This week seems to be "Strong Women Week". On Sunday I went to see the movie about Edith Piaf and yesterday I won tickets to see the Broadway musical Evita at the Four Rivers Center. Thanks to Mary at the ilistpaducah blog.

For those of you who don't know who she was, she was the wife of the Argentinian President Juan Peron and she did a lot of good things for the poor and children. She was viewed by Argentinians as a Saint but there was other people that hated her too.
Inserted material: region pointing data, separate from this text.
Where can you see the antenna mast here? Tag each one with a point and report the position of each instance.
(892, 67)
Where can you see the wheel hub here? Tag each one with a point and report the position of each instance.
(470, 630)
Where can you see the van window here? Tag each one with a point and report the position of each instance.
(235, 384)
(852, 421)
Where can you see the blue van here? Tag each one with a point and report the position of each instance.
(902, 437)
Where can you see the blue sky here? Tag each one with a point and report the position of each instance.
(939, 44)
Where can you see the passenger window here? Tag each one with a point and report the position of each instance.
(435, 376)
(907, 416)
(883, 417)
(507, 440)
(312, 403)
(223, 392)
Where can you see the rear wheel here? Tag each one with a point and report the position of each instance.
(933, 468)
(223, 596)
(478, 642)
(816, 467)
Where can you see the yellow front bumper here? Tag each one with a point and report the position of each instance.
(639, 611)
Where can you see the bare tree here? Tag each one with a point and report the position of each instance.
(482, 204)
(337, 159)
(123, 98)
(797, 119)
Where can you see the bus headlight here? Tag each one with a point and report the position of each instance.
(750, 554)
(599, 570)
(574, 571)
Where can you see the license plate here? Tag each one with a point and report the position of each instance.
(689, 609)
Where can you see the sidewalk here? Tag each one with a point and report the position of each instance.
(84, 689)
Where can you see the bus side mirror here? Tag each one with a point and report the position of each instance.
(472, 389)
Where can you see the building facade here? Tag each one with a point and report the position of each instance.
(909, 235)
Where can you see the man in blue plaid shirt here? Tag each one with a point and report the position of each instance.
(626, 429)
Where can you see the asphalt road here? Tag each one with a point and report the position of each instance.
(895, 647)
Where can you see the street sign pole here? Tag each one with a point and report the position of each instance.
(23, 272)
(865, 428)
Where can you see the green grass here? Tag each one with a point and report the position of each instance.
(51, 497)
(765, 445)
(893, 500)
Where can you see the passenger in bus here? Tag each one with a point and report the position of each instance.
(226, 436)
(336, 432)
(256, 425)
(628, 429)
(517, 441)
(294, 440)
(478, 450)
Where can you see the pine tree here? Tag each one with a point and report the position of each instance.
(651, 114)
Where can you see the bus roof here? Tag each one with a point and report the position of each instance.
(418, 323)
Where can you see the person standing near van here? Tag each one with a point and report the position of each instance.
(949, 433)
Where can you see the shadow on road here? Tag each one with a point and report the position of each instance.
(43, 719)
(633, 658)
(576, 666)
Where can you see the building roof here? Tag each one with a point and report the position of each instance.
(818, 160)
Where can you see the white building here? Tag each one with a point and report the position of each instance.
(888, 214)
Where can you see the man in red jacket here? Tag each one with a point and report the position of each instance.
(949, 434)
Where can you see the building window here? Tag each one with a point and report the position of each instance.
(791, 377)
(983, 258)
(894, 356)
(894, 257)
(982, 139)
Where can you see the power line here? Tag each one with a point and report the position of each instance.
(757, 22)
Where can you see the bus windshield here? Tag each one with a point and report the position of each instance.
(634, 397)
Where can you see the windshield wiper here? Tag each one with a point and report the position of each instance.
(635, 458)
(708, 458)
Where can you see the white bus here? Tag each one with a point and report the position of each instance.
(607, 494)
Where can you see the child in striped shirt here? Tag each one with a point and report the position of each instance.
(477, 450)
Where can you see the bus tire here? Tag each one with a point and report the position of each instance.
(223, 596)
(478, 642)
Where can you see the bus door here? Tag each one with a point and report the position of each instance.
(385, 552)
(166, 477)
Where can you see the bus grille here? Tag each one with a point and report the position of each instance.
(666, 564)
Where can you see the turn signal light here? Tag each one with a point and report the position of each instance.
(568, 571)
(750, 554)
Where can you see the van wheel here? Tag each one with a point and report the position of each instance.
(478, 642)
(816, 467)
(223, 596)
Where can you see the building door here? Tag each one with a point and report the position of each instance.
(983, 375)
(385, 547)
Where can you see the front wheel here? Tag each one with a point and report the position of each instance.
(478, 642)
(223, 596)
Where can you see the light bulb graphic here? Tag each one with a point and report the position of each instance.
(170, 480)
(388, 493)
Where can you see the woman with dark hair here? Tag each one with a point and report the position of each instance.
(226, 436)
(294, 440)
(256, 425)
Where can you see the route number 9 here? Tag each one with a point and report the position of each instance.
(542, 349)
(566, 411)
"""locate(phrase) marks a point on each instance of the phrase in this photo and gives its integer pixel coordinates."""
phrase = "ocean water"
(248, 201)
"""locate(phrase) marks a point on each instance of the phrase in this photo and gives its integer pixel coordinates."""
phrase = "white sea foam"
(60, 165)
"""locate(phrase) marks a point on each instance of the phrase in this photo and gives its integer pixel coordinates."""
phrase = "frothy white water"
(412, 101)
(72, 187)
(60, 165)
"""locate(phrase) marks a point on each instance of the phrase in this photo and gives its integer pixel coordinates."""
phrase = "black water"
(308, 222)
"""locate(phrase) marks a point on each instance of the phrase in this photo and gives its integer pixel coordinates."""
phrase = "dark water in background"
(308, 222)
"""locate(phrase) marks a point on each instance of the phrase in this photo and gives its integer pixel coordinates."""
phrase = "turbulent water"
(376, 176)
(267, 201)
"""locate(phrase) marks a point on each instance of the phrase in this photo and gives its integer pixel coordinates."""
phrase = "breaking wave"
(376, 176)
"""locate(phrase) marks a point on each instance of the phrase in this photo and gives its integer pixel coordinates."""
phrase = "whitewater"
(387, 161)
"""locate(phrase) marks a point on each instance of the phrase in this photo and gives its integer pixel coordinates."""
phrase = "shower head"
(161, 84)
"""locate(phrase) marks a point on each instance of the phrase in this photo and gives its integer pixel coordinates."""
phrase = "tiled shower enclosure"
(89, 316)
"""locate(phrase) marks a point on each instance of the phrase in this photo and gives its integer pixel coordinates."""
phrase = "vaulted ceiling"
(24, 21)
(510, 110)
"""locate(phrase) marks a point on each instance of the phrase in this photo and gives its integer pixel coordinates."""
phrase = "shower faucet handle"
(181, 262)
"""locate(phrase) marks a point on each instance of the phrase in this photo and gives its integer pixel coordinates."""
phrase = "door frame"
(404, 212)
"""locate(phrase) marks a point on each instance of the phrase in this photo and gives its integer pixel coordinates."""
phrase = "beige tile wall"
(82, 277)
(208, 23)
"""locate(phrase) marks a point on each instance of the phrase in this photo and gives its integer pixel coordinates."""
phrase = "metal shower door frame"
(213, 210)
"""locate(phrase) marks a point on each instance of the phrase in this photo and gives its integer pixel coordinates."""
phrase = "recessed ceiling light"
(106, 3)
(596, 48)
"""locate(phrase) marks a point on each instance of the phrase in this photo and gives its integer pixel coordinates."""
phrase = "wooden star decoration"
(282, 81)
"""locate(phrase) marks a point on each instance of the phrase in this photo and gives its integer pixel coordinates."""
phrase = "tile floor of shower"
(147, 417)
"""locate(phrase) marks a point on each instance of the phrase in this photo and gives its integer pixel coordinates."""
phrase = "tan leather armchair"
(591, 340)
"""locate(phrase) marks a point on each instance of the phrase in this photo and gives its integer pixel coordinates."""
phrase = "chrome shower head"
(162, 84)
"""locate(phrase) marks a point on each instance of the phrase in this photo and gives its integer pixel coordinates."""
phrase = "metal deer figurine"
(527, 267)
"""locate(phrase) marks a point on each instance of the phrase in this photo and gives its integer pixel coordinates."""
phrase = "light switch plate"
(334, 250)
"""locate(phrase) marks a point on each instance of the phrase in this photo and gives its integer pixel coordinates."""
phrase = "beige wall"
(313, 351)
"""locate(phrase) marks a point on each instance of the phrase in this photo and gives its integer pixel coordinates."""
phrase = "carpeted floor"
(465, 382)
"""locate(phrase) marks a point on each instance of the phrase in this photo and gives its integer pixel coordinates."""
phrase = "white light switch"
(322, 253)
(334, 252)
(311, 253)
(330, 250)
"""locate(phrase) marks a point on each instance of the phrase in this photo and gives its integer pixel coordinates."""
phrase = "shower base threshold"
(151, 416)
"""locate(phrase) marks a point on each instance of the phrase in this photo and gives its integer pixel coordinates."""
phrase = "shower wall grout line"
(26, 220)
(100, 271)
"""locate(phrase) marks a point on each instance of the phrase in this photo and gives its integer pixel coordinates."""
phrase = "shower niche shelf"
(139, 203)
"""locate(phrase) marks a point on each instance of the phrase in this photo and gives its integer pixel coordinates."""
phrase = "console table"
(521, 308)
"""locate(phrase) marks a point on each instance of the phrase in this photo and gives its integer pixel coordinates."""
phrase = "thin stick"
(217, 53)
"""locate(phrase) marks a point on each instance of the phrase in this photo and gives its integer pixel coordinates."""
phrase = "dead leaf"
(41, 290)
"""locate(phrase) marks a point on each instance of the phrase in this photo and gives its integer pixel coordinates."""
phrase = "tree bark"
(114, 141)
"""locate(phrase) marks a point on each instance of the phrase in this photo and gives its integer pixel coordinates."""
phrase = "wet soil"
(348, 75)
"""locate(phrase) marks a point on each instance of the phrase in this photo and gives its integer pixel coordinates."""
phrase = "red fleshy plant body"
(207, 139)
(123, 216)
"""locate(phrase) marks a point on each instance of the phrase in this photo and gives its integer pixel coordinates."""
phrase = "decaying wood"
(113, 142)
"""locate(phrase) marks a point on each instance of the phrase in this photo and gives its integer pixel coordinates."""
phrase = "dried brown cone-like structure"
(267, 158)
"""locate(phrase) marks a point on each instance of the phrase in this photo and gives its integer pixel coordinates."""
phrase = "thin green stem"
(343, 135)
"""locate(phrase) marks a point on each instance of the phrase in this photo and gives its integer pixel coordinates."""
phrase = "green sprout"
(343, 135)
I think even more interesting that her life was her death. Here is some info about her death I found on this site:

Maria Eva Duarte de Peron died on July 26, 1552 of uterine cancer at the age of thirty three.

During Eva's last weeks, she was writing her will. Two versions of her will were written, the first became public immediately after her death, and the second was given to a journalist by Juan Peron on his deathbed in 1975. Both wills began with the statement "I want to live forever with Peron and my people. That is my absolute and unchangeable will, and it is also my last wish". The will continues with the instructions that all her possessions were to be used "in case of disasters affecting the poor, and I want these to be seen as another proof of my love for them."

Moments after she died, the radios made the announcement which put the whole country into shock. Uninstructed, the country immediately went into a state of mourning. All businesses closed, restaurants told their customers to leave, and people began wandering the streets. The late night edition of the newspaper gave the people the first indication of the severity of Eva's illness. It was announced that her body would be displayed at the ministry of labor building for three days. The line to file past her coffin was said to wind around thirty blocks in Buenos Aires. The day after Eva's death, every florist store in the country was said to be sold out to people planning to place flowers on the coffin, and the rush was so bad that eight people died, and hundreds were injured just to see the body.

Eva had often told Juan of her worst fear, which was to be forgotten. To make sure she never was, Juan hired Dr. Pedro Ara, a Spanish pathologist to embalm her body. Dr. Ara spent two years perfecting the body, including preserving Eva's brain and other internal organs which are normally removed. Peron planned to build a mausoleum three times the size of the statue of liberty to place the body in, where it could be left on display forever. Unfortunately for Peron, the Argentineans revolted against him before the mausoleum could be built, and he was forced to flee to Spain. The new government knew that any place in Argentina where Eva's body was laid to rest would be used to support the Peronist government. Because of this, they had the body shipped to Italy, and buried in a small cemetery in Milan under a false name. It was only after Peron was back in Argentina twenty years later that Eva's body was returned to him. The men who dug up the body in Italy were amazed, and believed the almost perfectly intact body to be a miracle. Peron seemed pleased to see Eva's body again, and kept it with him. It was only after his death that his new wife had Eva's body buried in the Duarte family tomb in a cemetery in Buenos Aires.

Thousands of people rallied the Vatican after Eva's death, with the hopes of her being made an official Catholic martyr, but the Vatican refused on the grounds of her marriage to Peron, and her preceding lifestyle. Despite the veto, masses are still held in her honor today.